Answer:
Issued by nonfederal government entities, these financial instruments are debt securities that fund their capital expenditures. They are exempt from most taxes imposed in the area where the securities are issued. - State and local government bonds
Issued by money-centered financial firms, these short- or medium-term insured debt instruments pay higher interest than a regular savings account. They are low-risk instruments and have low returns. - Certificates of deposit
These financial instruments are investment pools that buy such short-term debt instruments as Treasury bills (T-bills), certificates of deposit (CDs), and commercial paper. They can be easily liquidated. - Money market mutual funds
Issued by corporations, these financial instruments give their holders a class ownership in a company. They are riskier than bonds but less risky than the general class of ownership. - Preferred stocks
Commercial paper is a money market instrument.
Step-by-step explanation:
State and government bonds are generally safe bonds that promise periodic interest payments. They repay face value by the maturity date listed. These bonds have the purpose of securing funds for government investments. Being backed up by the government, these bonds are usually deemed as secure.
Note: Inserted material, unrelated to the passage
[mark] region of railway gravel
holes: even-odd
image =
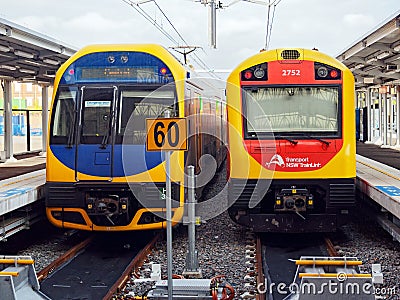
[[[217,174],[214,182],[205,189],[204,198],[217,197],[225,202],[227,194],[223,190],[225,186],[225,171]],[[222,191],[222,192],[221,192]],[[203,278],[211,279],[214,276],[224,275],[225,280],[235,289],[234,299],[255,299],[255,277],[246,277],[248,262],[246,261],[246,245],[253,243],[254,237],[245,228],[235,224],[227,212],[204,221],[196,227],[196,249],[198,250],[199,267]],[[157,244],[148,256],[139,273],[134,274],[127,283],[125,290],[116,298],[140,296],[151,288],[153,282],[135,283],[137,276],[150,278],[151,264],[162,266],[162,277],[167,275],[167,245],[165,241]],[[187,226],[179,226],[173,230],[173,274],[181,275],[185,268],[186,253],[188,249]]]
[[[378,299],[400,299],[400,244],[365,214],[354,218],[332,236],[341,256],[363,261],[360,271],[371,274],[372,264],[381,264],[383,284],[377,285]]]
Certificates of deposit is a well known financial firm product, giving the incentive to clients to leave their deposit untouched. These interests are usually low, however, they are nearly risk-free. It is up to each bank or firm to determine the exact terms of the CD offer, as it may clash with other financial products.
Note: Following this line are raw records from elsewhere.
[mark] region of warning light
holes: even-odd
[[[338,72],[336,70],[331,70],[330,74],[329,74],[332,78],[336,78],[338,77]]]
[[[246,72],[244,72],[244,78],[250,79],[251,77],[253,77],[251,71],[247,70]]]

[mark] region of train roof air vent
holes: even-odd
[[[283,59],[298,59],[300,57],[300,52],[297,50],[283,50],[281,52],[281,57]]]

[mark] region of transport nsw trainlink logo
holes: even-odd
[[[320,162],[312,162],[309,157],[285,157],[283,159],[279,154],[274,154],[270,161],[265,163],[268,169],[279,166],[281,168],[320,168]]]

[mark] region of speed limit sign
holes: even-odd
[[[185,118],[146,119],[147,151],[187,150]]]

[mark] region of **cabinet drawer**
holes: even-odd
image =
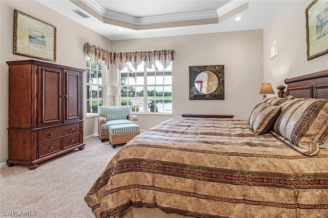
[[[67,137],[63,139],[63,148],[70,147],[74,144],[80,143],[80,134],[72,135]]]
[[[61,140],[56,140],[39,146],[39,157],[49,155],[60,150]]]
[[[80,131],[80,124],[72,124],[53,129],[48,129],[38,132],[39,143],[77,133]]]

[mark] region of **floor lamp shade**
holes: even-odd
[[[113,103],[115,106],[115,95],[119,95],[120,94],[120,89],[117,86],[109,86],[107,89],[107,95],[113,95]]]

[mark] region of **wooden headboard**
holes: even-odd
[[[284,85],[277,87],[278,96],[293,95],[296,98],[328,99],[328,70],[286,79]]]

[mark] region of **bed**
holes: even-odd
[[[328,70],[247,119],[175,117],[136,136],[85,200],[97,217],[328,217]]]

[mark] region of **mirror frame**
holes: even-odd
[[[217,77],[218,83],[216,89],[209,94],[199,91],[195,86],[197,75],[204,71],[212,72]],[[189,66],[189,100],[224,100],[224,65],[207,65]]]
Money market mutual funds are funds that are specialized for investing in financial instruments that are extremely liquid, such as cash, cash equivalents etc. Because of the significant liquidity and low level of risk associated, they are popular with funding money market instruments.
Preferred stocks refer to having equity in a firm/company through the possession of these stocks. In contrast to common stock, preferred stockholders have a priority when it comes to claiming dividends. Preferred stockholders have little to no voting and decision rights in company management.
Commercial paper is a money market instrument that backs up short-term debt in a firm, so it is issued by one. Typically, it is used for inventories and short-term obligations (liabilities). Commercial papers are usually not backed up by a collateral, meaning only reputable companies with good debt ranking can issue them.